Personally I'm running 26x1.75 Conti TourRides on my converted rigid mountain bike, which I like a lot but there is plenty of choice out there.

Schwalbe and Continental both do very good tyres so I'd be happy to recommend either of those.


----------



## david davies (28 Oct 2012)

Thank guys, I had no idea that the width could be 1.5, 1.75 or 2 also.
What stem did you put on it Manonabike ? I was thinking of that upgrade at some point also.


----------



## Manonabike (28 Oct 2012)

david davies said:


> Thank guys, I had no idea that the width could be 1.5, 1.75 or 2 also.
> What stem did you put on it Manonabike ? I was thinking of that upgrade at some point also.


 

I put one of these. The clamp size is 25.4mm. The old stem is the worst I've seen.

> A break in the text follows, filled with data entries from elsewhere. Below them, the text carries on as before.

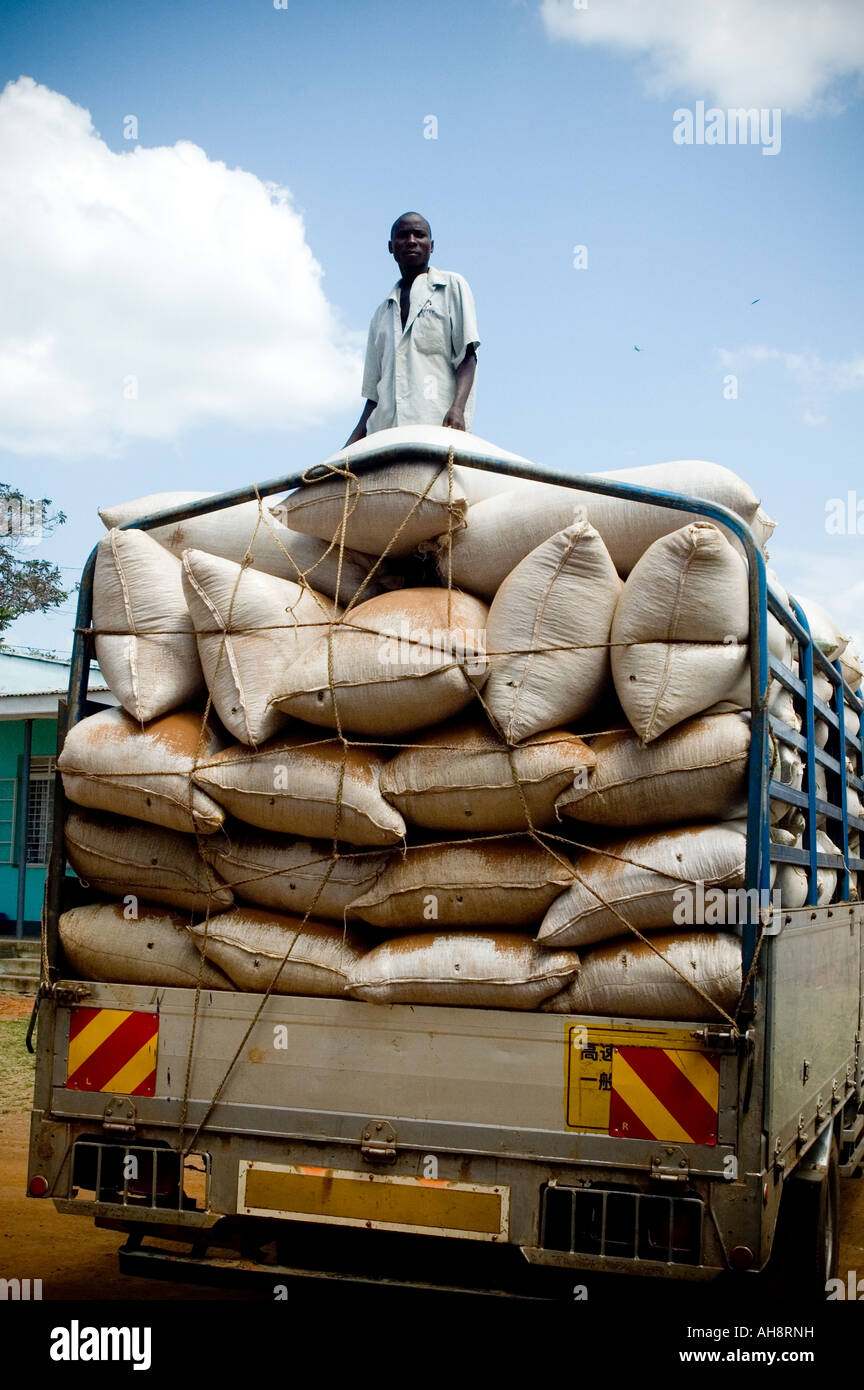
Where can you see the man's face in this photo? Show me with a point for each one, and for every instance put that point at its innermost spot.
(411, 243)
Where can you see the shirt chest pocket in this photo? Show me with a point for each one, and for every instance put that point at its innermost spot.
(431, 332)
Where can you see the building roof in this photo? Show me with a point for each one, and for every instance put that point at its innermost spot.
(32, 683)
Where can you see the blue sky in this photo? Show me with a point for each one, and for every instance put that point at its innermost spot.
(549, 136)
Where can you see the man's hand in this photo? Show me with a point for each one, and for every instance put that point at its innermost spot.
(359, 431)
(464, 377)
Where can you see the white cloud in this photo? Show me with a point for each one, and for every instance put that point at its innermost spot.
(154, 273)
(786, 53)
(816, 377)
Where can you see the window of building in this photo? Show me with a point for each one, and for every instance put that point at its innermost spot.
(40, 811)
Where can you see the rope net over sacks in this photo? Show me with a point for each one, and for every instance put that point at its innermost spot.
(429, 734)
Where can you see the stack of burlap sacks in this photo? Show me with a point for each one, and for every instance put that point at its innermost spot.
(499, 787)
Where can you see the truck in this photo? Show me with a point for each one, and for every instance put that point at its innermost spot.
(459, 1148)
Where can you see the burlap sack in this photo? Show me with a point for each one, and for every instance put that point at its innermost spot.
(250, 627)
(679, 633)
(234, 533)
(631, 979)
(463, 777)
(472, 969)
(254, 948)
(396, 663)
(547, 634)
(466, 884)
(698, 770)
(102, 943)
(145, 641)
(302, 786)
(646, 881)
(109, 762)
(503, 528)
(121, 856)
(399, 505)
(293, 876)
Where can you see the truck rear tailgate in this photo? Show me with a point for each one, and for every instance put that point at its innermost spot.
(529, 1086)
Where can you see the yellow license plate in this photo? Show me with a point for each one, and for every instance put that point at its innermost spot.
(374, 1200)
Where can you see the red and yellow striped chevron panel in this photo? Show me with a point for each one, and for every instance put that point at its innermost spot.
(113, 1050)
(661, 1093)
(642, 1083)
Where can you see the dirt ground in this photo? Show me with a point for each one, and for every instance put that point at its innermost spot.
(74, 1260)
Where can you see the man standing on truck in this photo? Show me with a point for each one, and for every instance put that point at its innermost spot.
(421, 350)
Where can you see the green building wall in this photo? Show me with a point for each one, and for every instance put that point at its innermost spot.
(11, 754)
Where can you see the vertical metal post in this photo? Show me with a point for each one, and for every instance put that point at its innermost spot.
(24, 804)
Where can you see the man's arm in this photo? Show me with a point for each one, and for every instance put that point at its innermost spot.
(464, 380)
(359, 432)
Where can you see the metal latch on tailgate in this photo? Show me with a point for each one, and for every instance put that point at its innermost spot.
(671, 1166)
(378, 1143)
(120, 1115)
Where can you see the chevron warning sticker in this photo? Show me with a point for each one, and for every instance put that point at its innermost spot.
(652, 1083)
(661, 1093)
(113, 1050)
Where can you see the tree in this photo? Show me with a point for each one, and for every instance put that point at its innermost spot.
(27, 585)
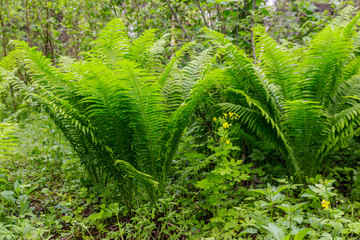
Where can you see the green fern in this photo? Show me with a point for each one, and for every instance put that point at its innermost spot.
(307, 105)
(119, 108)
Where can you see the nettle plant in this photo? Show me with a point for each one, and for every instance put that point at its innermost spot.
(304, 101)
(122, 109)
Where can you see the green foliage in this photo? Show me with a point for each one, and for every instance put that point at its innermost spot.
(113, 110)
(299, 103)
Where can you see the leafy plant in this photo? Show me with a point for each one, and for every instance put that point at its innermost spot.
(306, 102)
(120, 108)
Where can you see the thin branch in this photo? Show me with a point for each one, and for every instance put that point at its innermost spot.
(303, 35)
(207, 6)
(252, 32)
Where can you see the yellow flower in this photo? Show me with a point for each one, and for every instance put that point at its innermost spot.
(325, 204)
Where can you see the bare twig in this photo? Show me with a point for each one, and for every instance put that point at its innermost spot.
(252, 32)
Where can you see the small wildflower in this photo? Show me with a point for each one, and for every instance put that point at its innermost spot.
(325, 204)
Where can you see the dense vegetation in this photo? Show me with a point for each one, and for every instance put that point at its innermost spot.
(232, 120)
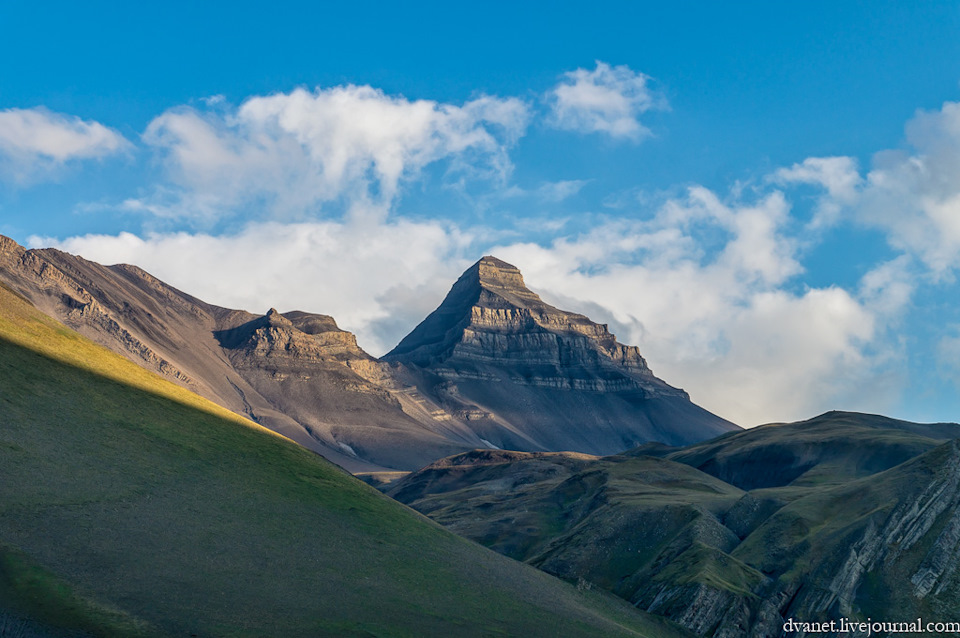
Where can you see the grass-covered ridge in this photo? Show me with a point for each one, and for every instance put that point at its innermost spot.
(130, 507)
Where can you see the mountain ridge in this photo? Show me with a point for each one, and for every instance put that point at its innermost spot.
(299, 374)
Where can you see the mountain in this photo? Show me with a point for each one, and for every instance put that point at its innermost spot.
(131, 507)
(551, 380)
(295, 373)
(845, 514)
(527, 376)
(831, 448)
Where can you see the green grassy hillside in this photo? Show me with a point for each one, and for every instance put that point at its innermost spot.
(858, 516)
(130, 507)
(832, 448)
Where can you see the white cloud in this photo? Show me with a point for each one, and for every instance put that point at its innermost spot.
(839, 176)
(723, 322)
(606, 100)
(350, 144)
(912, 195)
(36, 140)
(915, 197)
(948, 354)
(706, 289)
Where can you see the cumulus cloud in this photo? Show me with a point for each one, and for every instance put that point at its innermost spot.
(838, 176)
(915, 196)
(948, 354)
(605, 100)
(294, 152)
(36, 140)
(911, 194)
(707, 288)
(704, 290)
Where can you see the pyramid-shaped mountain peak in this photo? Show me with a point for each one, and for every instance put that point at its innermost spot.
(490, 318)
(528, 376)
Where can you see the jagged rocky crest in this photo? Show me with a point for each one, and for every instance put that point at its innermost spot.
(491, 317)
(528, 376)
(451, 386)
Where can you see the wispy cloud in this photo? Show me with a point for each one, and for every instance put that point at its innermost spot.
(705, 289)
(294, 152)
(608, 100)
(36, 141)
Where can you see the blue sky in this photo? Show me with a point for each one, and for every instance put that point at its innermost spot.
(765, 197)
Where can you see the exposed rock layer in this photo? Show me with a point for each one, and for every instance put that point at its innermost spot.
(494, 366)
(532, 377)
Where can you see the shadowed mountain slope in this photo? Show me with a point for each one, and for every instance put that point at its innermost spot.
(531, 377)
(297, 373)
(132, 507)
(525, 375)
(857, 517)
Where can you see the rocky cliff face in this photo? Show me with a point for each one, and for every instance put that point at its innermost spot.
(296, 373)
(490, 317)
(493, 367)
(532, 377)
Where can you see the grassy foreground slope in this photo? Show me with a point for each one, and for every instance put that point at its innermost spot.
(131, 507)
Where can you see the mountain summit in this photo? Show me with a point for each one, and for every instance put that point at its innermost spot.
(528, 376)
(490, 316)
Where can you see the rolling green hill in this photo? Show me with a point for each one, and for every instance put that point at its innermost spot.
(131, 507)
(842, 515)
(834, 447)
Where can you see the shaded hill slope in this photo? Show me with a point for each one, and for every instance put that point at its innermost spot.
(532, 377)
(510, 372)
(132, 507)
(835, 446)
(297, 373)
(858, 517)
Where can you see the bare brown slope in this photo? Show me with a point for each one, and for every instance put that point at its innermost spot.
(533, 377)
(297, 374)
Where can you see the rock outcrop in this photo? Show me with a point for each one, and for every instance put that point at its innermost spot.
(494, 367)
(296, 373)
(529, 376)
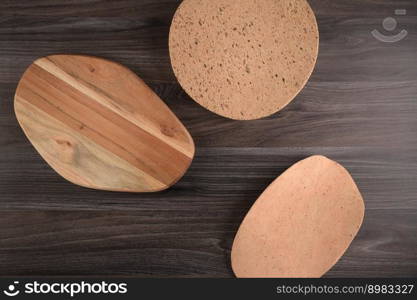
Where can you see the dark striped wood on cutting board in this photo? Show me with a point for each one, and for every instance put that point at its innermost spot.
(100, 126)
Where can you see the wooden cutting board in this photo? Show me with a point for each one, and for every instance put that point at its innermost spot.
(243, 59)
(301, 225)
(100, 126)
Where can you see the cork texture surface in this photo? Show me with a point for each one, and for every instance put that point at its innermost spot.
(301, 225)
(243, 59)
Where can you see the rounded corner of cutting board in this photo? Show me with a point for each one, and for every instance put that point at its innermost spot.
(168, 139)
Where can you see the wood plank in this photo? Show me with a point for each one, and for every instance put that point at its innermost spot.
(224, 178)
(358, 108)
(182, 243)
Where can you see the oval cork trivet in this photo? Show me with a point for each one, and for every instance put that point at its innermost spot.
(243, 59)
(301, 225)
(100, 126)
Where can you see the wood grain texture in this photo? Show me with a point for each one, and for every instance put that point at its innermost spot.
(99, 126)
(359, 108)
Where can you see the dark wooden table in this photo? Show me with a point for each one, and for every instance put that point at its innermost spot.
(359, 108)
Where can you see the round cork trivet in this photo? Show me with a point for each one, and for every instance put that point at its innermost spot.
(243, 59)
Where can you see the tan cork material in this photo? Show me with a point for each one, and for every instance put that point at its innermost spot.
(243, 59)
(301, 225)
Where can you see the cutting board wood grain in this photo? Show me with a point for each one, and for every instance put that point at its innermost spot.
(100, 126)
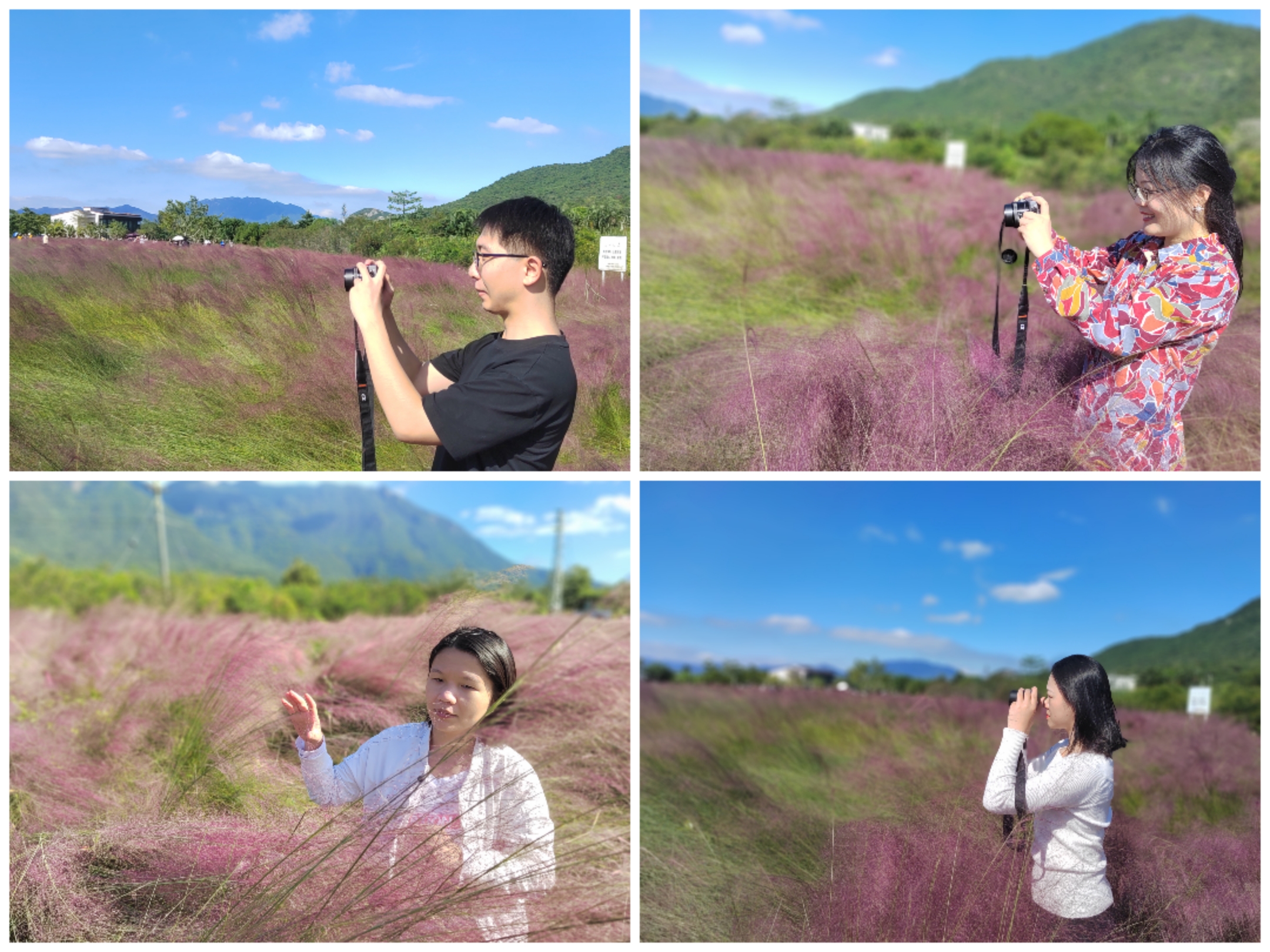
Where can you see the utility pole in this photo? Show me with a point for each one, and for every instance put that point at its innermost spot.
(558, 572)
(163, 542)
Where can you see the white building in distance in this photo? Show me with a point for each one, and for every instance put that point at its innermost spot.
(873, 133)
(97, 216)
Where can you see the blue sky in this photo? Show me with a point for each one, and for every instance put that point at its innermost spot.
(721, 61)
(318, 109)
(517, 519)
(974, 575)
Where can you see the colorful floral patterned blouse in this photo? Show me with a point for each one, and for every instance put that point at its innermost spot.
(1151, 314)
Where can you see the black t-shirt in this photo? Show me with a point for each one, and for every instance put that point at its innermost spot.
(510, 404)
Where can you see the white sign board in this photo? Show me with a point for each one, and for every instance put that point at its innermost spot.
(1199, 701)
(613, 254)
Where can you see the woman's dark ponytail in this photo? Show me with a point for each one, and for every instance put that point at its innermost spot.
(1185, 157)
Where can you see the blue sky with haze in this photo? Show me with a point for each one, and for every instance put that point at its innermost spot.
(723, 61)
(974, 575)
(318, 109)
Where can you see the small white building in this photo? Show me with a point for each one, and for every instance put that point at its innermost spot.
(91, 215)
(873, 133)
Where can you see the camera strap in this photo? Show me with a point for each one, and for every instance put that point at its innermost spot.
(365, 400)
(1010, 257)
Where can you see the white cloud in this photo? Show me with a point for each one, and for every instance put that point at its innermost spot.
(703, 97)
(339, 72)
(744, 33)
(606, 514)
(285, 26)
(228, 167)
(781, 19)
(51, 148)
(970, 550)
(955, 619)
(791, 624)
(887, 58)
(1027, 592)
(289, 132)
(384, 96)
(527, 125)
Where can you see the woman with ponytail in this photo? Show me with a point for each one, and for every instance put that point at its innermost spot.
(1154, 304)
(1068, 792)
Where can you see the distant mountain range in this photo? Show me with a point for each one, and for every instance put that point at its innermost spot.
(239, 528)
(1127, 74)
(656, 106)
(1227, 643)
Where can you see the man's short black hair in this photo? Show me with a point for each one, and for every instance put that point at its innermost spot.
(533, 226)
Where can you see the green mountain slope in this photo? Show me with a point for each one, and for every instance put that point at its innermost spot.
(563, 185)
(1227, 643)
(240, 529)
(1187, 70)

This is how mine looks now.....


----------



## david davies (28 Oct 2012)

Manonabike said:


> I put one of these. The clamp size is 25.4mm. The old stem is the worst I've seen.
> 
> This is how mine looks now.....


 Thanks for the pic, looks good with the bull bars too. I will have to get me a set of them as well because I am in Wales countryside and there are proper killer hill climbs here. Do you know what model they are please ?


----------



## Manonabike (28 Oct 2012)

david davies said:


> Thanks for the pic, looks good with the bull bars too. I will have to get me a set of them as well because I am in Wales countryside and there are proper killer hill climbs here. Do you know what model they are please ?


 
They are only bar ends  but they do the job very well.


----------